小児歯科 良くある質問
- 虫歯になりやすい子供となりにくい子供の違いはあるの?
- 乳歯はなぜ虫歯になりやすいの?
- フッ素って何?
- 歯並びにすき間がいっぱいあるのは問題ないの?
- 哺乳ビンはいつやめるのがいいの?
- 乳幼児の時期のブラッシングはどうすればいい?
歯や唾液の質、歯の生える時期や歯並びの状態などそれぞれの子供によって遺伝的な要因はありますが、一番大きな影響を与えるのはブラッシングがしっかり出来ているかどうかです。虫歯菌にとって糖分は最適な栄養となり、それを食べてネバネバしたプラークをつくり歯をとかしていくのが虫歯です。
ですから、プラークが歯に引っ付いている時間や糖分の存在時間が長ければ長いほど虫歯になりやすくなってしまうのです。虫歯になりやすい子は、常にモグモグお菓子を食べていたり、歯ブラシをきちんとしない子がほとんどです。おやつの時間を決め、食べた後はしっかり歯ブラシする習慣をつけましょう。
まず、永久歯にくらべて歯の質が軟らかく虫歯菌に対する抵抗性が低いからです。それに加え、
生えたばかりの乳歯は他の歯よりも背が低く食べ物がつまったままになりやすいという点もあげられます。
歯というのは生えてからゆっくり時間をかけて唾液中のカルシウムを吸収し強くなっていくのです。
ですから、未成熟な乳歯は非常に虫歯になりやすい環境におかれているわけです。
簡単に言うと、歯の質を強くする働きのある物質です。
ダイコンや魚、お茶などにも含まれている身近な元素で、体を構成する大事な物質の一つです。
現在では、水道水中にフッ化物を適量添加し、公衆レベルで虫歯予防を行っている国も増えているほどです。
フッ化物は定期的に(年に2〜3回)歯に塗ることで歯の質を強くし、
虫歯になりにくくする効果があります。特に生えたばかりの時期(乳歯、永久歯とも)は効果が大きいので、
是非この時期にはフッ化物塗布をお勧めします。
問題ありません。
永久歯の生えてくる時期が近づくと、その準備をするために顎が大きくなってきます。
あとから生えてくる永久歯のほうが大きいわけですから、バランスよく生え変わるためにはすき間があったほうがいいのです。
逆に、その時期になってもすき間がない場合は、歯が重なり合って生えてしまういわゆる乱杭歯になる可能性が高くなります。
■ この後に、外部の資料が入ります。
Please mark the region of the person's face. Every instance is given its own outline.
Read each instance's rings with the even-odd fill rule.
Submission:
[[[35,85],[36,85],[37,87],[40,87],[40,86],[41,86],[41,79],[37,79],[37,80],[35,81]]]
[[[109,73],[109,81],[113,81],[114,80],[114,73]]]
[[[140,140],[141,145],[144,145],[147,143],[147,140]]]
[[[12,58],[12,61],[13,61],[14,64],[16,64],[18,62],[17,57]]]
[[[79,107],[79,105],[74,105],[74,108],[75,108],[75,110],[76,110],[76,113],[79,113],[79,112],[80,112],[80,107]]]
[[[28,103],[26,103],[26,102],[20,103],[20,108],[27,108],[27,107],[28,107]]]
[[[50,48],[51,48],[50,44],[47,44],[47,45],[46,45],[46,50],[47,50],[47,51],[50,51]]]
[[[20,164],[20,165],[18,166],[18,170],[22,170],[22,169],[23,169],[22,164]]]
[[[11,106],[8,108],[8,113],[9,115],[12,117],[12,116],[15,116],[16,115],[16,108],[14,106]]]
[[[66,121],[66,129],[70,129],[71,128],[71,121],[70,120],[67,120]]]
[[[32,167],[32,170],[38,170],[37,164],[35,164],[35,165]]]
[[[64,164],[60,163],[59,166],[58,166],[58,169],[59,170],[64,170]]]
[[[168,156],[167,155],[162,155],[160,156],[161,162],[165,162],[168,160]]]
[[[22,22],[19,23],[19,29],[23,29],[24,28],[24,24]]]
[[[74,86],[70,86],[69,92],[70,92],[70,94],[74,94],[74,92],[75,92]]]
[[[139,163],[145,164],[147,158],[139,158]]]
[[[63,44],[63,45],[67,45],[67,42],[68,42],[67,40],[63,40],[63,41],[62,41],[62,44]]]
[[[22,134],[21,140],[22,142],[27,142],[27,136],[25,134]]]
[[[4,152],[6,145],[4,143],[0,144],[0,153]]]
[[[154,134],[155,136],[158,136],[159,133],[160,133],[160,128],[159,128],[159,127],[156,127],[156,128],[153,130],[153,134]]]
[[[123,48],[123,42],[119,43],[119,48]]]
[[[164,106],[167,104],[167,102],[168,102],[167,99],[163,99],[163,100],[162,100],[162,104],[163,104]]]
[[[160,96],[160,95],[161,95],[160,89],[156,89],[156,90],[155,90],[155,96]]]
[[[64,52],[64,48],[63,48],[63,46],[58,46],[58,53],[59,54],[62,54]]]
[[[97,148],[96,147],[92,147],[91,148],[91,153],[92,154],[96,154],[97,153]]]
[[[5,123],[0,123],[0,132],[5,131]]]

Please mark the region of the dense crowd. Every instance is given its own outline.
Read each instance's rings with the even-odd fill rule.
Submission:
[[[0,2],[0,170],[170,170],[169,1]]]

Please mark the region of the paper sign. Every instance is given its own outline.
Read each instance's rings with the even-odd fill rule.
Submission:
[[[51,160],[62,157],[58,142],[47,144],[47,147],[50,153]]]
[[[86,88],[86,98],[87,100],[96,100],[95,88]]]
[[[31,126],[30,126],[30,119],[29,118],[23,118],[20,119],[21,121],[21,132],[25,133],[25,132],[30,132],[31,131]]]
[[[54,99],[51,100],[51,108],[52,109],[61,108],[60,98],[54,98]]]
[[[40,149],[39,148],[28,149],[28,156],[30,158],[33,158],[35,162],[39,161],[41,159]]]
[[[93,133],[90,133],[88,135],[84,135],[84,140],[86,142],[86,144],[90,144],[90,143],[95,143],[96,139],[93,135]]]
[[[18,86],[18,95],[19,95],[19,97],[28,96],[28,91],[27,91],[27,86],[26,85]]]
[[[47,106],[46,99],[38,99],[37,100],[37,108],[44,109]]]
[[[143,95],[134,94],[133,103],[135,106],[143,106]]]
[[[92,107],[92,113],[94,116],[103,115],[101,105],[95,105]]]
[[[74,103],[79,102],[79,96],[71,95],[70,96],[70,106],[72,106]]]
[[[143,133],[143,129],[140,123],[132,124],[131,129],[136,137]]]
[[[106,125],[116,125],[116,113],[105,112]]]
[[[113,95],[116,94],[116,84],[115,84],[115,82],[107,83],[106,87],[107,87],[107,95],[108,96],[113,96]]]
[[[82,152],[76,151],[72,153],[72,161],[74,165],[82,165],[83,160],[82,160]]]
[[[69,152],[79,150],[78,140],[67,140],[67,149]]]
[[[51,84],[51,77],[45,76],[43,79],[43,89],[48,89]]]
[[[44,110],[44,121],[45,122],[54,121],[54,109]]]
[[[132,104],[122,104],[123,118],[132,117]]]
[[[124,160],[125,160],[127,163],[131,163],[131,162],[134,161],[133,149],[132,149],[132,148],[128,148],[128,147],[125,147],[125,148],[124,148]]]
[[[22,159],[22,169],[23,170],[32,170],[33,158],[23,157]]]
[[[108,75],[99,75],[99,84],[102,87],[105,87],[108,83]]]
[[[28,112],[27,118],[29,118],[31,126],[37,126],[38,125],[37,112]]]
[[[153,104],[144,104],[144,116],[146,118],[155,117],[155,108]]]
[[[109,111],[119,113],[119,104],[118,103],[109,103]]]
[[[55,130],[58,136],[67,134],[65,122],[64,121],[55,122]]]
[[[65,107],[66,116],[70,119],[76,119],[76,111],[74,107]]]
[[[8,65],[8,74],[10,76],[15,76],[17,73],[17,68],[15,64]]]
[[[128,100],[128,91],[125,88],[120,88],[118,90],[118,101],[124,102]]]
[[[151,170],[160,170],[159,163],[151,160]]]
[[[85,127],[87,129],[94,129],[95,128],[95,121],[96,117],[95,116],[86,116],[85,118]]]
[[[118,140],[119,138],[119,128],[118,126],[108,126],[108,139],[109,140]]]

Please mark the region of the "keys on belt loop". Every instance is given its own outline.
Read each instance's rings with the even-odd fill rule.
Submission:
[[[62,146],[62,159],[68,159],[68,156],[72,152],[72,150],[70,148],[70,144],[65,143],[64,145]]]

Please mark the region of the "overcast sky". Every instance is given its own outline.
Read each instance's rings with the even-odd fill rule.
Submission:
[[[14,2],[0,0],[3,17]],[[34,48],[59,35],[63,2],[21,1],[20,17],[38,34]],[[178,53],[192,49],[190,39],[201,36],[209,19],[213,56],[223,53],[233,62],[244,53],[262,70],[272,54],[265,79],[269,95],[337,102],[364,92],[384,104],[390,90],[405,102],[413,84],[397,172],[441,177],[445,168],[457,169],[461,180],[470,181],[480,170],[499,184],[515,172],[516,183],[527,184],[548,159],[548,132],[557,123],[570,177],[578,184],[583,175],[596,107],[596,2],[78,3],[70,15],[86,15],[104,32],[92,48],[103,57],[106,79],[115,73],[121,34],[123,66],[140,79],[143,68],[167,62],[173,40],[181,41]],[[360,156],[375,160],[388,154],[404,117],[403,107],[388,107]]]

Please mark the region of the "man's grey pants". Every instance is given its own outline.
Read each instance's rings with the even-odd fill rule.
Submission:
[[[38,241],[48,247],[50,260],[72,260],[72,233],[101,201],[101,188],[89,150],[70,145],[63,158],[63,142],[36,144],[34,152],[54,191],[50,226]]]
だいたい1歳くらいを境にやめさせるのがよいでしょう。
それ以後の使用は、離乳や小児の自立心の発達を遅らせる原因になるからです。
哺乳ビンをくわえたままでないと子供が寝付かないと言うお母さん方もおられますが、
その使用方法が最も虫歯を作る原因になるのです。
口の中に乳汁や糖分が停滞した状態で何時間も過ごすわけですから、
虫歯菌にとってこれ以上のうれしい環境はなく「どうぞ虫歯菌さん。
歯をいっぱいとかしてあげてくださいね」と言っているようなものです。
子供がいやがっても、悪い習慣はできるだけすぐにやめましょう。
最初は歯ブラシではなく、ガーゼかコットンでやさしく汚れをふき取ってあげてください。
この時期は、赤ちゃんは何でも口の中に入れようとしますので、
歯ブラシをおもちゃ代わりに与えて歯ブラシになれさせるのも効果的です。
食事が終わったら歯ブラシを持たせるなどして自然とそれが習慣になるようにします。
この時期は歯磨きに慣れるのが目的です。1歳くらいから実際に歯ブラシを使い始めてゆきます。
歯磨きする時は子供をあおむけにし、頭をひざの上に乗せ、頭の上から口の中をのぞきこむようにして、
一本一本丁寧に磨いてゆきます。
子供によってはなかなかブラッシングさせてくれませんが、
歌をうたってあげたり、お母さんも一緒にブラッシングしたり、
うまくできたら褒めてあげたりして心地よい雰囲気を作ってあげることで次第にできるようになってくるでしょう。
できないからといってブラッシングをやめてしまうと、
虫歯を作る原因になったり、「いやがればやめてくれるんだ」と子供に思わせることになってしまいます。
乳幼児期の口のなかの状態はすべて母親に依存しているといっても過言ではありません。
根気よく頑張ってお子さんの歯を守ってあげてください。